Era uma merenda às 10h da manhã, a outra às 15h da tarde, é muito perto e a gente tem que fazer tudo fresquinho ali, não podia fazer de manhã. Eu servia entre 300 a 350 crianças, em cada refeição. Para trabalhar junto, só eu. Muitas vezes, eu trabalhei com quatro pessoas, na creche. Eu cheguei a trabalhar na escola sozinha. O médico solicitou, na realidade, eu nem me lembro, porque minha readaptação surgiu assim, eu nem sabia que eu seria readaptada. Deu problema primeiro no túnel do carpo, daí eu operei a minha mão, em seguida, a merenda era administrada, às vezes, por pessoas, tinha um senhor lá que era um carrasco com a gente. Ele cobrava. Ele não estava nem aí, se estava doente ou não estava. Se estava bem, ou não estava. Porque, na época em que operei, eu trabalhava no “tal local”, eu precisava só de uma ajudante. Ele dizia que não tinha como colocar uma ajudante, mas ele colocou outra pessoa e me mandou do outro lado da cidade para trabalhar. Então, é coisa que você vê que não tem lógica, é coisa que está sendo feita por desprezo mesmo. Isso não aconteceu só comigo. Então é meio complicado. (Merendeira – 16, depoimento colhido em outubro de 2012).

Na verdade, os cargos de gestão no serviço público, as chamadas chefias de setor e departamento, nem sempre são preenchidos por concurso público. Muitas vezes, são indicações por fatores políticos e não pela qualificação e pela experiência do trabalhador. No caso das diretoras de escola, é realizado um processo seletivo interno, do qual podem participar os professores concursados.

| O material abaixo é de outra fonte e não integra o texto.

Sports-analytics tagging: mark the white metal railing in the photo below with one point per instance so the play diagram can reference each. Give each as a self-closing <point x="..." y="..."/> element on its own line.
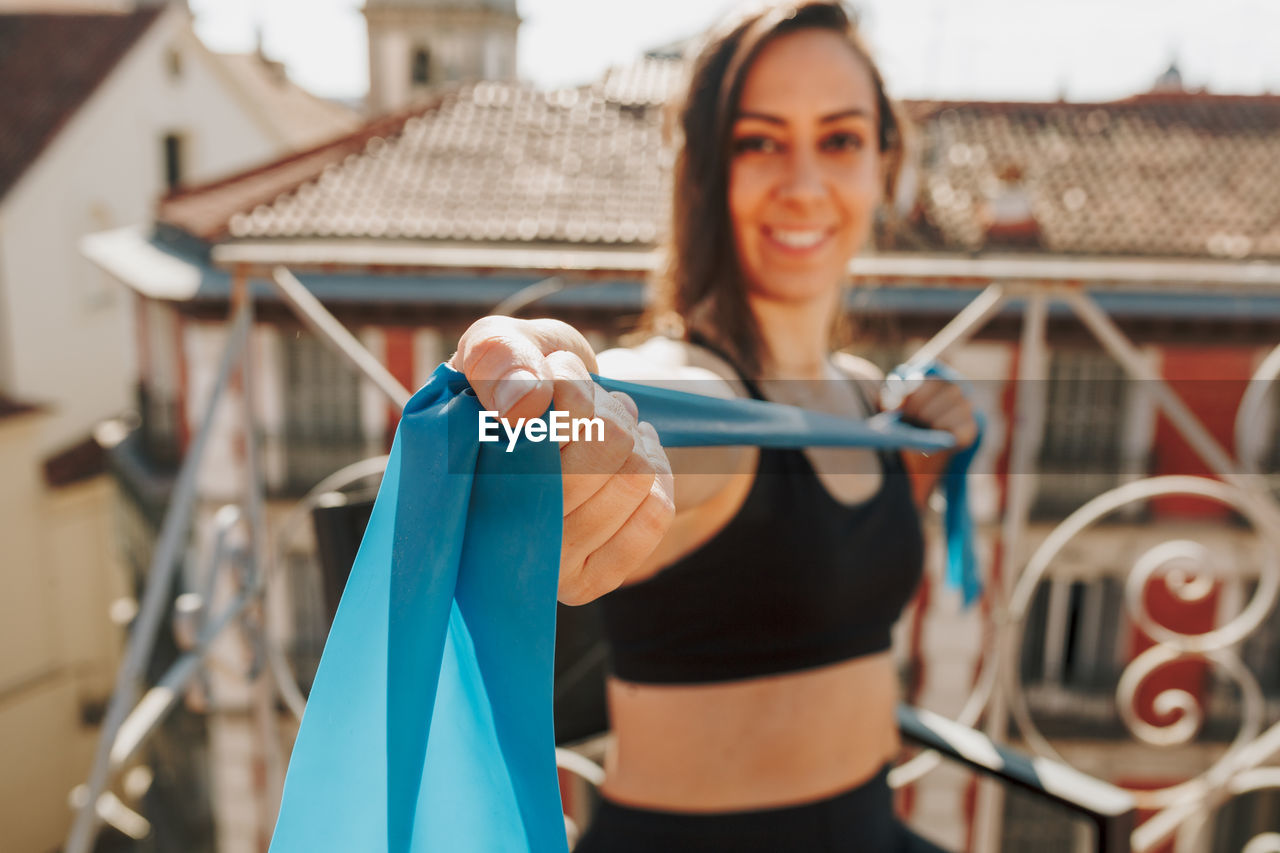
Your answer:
<point x="997" y="694"/>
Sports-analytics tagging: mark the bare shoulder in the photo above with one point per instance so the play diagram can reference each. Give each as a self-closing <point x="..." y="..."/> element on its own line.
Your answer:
<point x="856" y="368"/>
<point x="675" y="364"/>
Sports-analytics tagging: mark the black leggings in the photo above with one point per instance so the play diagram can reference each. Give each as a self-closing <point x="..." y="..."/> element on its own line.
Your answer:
<point x="859" y="820"/>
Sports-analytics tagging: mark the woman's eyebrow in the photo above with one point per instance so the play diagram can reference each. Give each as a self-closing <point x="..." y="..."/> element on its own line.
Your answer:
<point x="854" y="112"/>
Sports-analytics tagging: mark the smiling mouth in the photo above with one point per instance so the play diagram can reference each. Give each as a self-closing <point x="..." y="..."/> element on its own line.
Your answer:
<point x="798" y="238"/>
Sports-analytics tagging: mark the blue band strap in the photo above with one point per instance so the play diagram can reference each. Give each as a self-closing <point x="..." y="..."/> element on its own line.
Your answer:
<point x="429" y="724"/>
<point x="956" y="520"/>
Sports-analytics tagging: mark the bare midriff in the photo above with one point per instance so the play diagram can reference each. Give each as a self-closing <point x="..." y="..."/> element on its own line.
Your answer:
<point x="757" y="743"/>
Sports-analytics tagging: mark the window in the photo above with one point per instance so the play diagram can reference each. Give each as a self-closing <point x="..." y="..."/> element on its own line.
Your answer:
<point x="1075" y="634"/>
<point x="323" y="428"/>
<point x="173" y="160"/>
<point x="309" y="617"/>
<point x="1086" y="414"/>
<point x="173" y="64"/>
<point x="421" y="73"/>
<point x="1034" y="825"/>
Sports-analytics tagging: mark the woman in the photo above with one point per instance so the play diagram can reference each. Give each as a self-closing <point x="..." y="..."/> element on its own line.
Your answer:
<point x="753" y="699"/>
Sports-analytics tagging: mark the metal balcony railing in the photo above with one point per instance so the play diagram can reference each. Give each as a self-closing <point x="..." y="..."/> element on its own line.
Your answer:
<point x="241" y="551"/>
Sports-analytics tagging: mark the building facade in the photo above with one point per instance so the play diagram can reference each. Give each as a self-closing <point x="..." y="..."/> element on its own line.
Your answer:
<point x="1156" y="205"/>
<point x="104" y="113"/>
<point x="415" y="45"/>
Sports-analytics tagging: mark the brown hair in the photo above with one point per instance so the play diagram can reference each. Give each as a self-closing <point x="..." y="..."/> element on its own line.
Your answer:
<point x="700" y="286"/>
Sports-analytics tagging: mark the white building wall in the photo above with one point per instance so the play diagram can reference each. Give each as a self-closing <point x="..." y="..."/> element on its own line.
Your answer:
<point x="69" y="329"/>
<point x="222" y="469"/>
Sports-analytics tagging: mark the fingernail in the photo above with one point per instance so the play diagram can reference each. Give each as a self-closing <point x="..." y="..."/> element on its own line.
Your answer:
<point x="512" y="388"/>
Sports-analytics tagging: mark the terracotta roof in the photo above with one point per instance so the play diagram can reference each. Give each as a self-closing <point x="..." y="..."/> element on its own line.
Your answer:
<point x="489" y="162"/>
<point x="10" y="407"/>
<point x="650" y="81"/>
<point x="1182" y="174"/>
<point x="1173" y="174"/>
<point x="49" y="65"/>
<point x="81" y="461"/>
<point x="208" y="209"/>
<point x="300" y="118"/>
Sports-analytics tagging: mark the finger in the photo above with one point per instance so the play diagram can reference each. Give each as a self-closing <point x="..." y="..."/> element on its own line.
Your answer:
<point x="624" y="553"/>
<point x="586" y="465"/>
<point x="961" y="424"/>
<point x="941" y="404"/>
<point x="602" y="515"/>
<point x="627" y="402"/>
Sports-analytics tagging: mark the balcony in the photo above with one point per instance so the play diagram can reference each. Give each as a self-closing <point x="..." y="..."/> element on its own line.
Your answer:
<point x="1116" y="643"/>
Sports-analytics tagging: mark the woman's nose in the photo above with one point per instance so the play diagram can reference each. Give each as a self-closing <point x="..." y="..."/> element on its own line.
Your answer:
<point x="803" y="178"/>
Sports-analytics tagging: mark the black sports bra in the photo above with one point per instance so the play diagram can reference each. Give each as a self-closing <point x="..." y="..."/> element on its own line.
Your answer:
<point x="794" y="580"/>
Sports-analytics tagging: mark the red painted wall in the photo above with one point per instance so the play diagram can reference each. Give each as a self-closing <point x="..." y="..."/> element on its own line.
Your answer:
<point x="400" y="361"/>
<point x="1211" y="381"/>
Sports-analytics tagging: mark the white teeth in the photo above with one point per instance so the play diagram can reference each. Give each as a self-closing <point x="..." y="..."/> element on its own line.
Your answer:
<point x="798" y="238"/>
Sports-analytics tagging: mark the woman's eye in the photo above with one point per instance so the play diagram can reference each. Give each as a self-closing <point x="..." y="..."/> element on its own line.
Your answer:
<point x="844" y="142"/>
<point x="754" y="145"/>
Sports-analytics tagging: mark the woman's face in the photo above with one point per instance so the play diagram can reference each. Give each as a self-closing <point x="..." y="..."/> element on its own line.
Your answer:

Então, do “tal local”, eu fui para “tal local”, e lá fiquei um tempo até que não deu mais. A dificuldade, que já falei para você, é mesmo no relacionamento humano, que é difícil, tem gente que aceita, tem gente que não, tem gente que desdenha, tem gente que faz pouco caso, tem gente que não aceita. Pouco caso, imagina, eu com dor, tenho cara de que estou com dor? Eu não tenho cara de que estou com dor, mas estou com dor, então, só eu sei da minha dor, isso ninguém quer saber, não importa, é um tipo assim, você está aqui, tem que fazer, vai ter que limpar o chão, vai ter que lavar o prato, vai, e eu não tive problema, se eu estiver aqui, ou em qualquer lugar que seja, se tiver que lavar o banheiro, eu lavo numa boa. Eu não tenho preconceito, só que é complicado. (Merendeira – 16, depoimento colhido em outubro de 2012).